Pas d'Organisation mondiale de l'environnement

L'accord du Copenhagen Summit ne prévoit pas la création d'une Organisation mondiale de l'environnement qui aurait pu vérifier la mise en œuvre des engagements de chacun. Rattrapage possible lors d'une assemblée européenne pour préparer la conférence sur le climat de Mexico, fin 2010. Le texte précise que les économies émergentes doivent faire le bilan de leurs efforts et en rapporter aux Nations unies tous les deux ans. Des contrôles internationaux sont prévus pour répondre aux exigences occidentales de transparence mais le texte garantit le "respect de la souveraineté nationale".

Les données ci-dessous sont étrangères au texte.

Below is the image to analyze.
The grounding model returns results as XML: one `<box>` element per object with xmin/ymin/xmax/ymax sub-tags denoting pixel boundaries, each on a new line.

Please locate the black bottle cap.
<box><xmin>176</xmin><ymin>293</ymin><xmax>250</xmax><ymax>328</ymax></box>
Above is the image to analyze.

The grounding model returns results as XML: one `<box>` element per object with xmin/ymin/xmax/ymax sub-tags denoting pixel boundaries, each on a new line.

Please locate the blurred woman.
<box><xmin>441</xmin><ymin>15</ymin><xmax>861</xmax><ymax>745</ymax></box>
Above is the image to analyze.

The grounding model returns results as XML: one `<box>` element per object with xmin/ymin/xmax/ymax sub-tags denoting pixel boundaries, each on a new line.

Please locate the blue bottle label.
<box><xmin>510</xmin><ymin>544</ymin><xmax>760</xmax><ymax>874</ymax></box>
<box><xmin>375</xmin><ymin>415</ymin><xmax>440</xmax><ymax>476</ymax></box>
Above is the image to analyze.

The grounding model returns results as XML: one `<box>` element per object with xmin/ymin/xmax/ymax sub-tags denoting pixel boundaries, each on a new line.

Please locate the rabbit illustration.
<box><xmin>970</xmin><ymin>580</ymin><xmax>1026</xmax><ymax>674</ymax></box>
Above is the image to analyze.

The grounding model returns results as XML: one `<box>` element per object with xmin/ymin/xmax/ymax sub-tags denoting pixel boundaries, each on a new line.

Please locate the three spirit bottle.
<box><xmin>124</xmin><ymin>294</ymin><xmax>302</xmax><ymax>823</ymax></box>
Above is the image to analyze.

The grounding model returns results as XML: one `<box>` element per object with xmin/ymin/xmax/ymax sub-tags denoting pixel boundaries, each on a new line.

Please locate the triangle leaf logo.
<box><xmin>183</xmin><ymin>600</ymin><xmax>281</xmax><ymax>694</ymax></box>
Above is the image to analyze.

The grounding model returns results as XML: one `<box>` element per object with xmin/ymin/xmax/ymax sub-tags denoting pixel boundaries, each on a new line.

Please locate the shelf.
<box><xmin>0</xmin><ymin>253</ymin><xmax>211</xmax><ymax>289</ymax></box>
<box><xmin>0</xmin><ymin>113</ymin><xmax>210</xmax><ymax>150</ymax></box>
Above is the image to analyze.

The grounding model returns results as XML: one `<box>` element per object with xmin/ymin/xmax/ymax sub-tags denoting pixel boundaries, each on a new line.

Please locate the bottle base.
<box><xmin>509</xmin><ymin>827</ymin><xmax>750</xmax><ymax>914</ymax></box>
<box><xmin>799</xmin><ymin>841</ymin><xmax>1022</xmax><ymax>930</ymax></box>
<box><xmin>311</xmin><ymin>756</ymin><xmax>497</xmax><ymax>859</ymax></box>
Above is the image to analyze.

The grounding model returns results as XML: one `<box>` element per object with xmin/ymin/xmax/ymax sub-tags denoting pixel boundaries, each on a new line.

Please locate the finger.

Protection des forêts : une incitation vague


Le texte de l'accord de Copenhague "reconnaît l'importance de réduire les émissions dues à la déforestation et à la dégradation des forêts, et la nécessité d'améliorer l'élimination de gaz à effet de serre par les forêts". Il prévoit des mesures "incitatives" pour financer la protection des forêts avec des fonds des pays développés.

Une leçon sur le nouvel ordre mondial

Alliée pour la circonstance au Brésil et au Japon, l'Europe n'a pas fait le poids face au duo Etats-Unis/Chine et aux réticences de la majorité des pays en développement. Une confirmation que l'impulsion politique au niveau mondial se déplace de plus en plus vers un axe Pacifique.Temps fort de la visite de Barack Obama à Copenhague : sa rencontre avec le premier ministre chinois, Wen Jiabao. L'entretien de 55 minutes portait sur les garanties de vérification, le financement de la lutte contre le réchauffement et le niveau des émissions. Le Président américain a également rencontré le Brésilien Lula et le Russe Medvedev, sur les questions de désarmement. Mais aucun dirigeant européen. D'après Le Figaro, Obama "a seulement échangé quelques mots avec les premiers ministres grec et bulgare durant le déjeuner". Voilà qui nous remet à notre place, nous Européens porteurs théoriques du nouvel ordre environnemental.

L'Accord de Copenhague 2009 n'est pas chiffré, donc, mais pouvait-on vraiment l'espérer ? Au moins, les Etats-Unis ont reconnu à la fois l'effet de serre et la nécessité de le combattre, ce qui n'était pas le cas sous la Présidence précédente.

Alors, on est fichus ?!


L'
Accord de Copenhague 2009 pouvait-il, devait-il "sauver le monde" et les générations futures ? Oui, si on résume les troubles de la planète au réchauffement. Pas forcément si on indentifie d'autres sujets d'inquiétude : inégalités persistantes, modèle économique qui favorise la création de classes moyennes minoritaires censées entraîner le reste de la population des pays en développement, démographie non maîtrisée là où la production de ressources est la plus faible, dissémination nucléaire... à chacune et à chacun de compléter sa liste (ce que vous éviterez peut-être en cette période pré-Noël).

Nous aurions de toute façon intérêt à nous pencher dès maintenant sur le compensation des effets du réchauffement. Même si nous arrêtions ce soir de produire des gaz à effet de serre (improbable), la montée de la température n'en serait pas moins d'1,3 °C, d'après l'étude "Avoid : Avoiding dangerous climate change" récemment publiée par le Met Office, le Service météorologique britannique.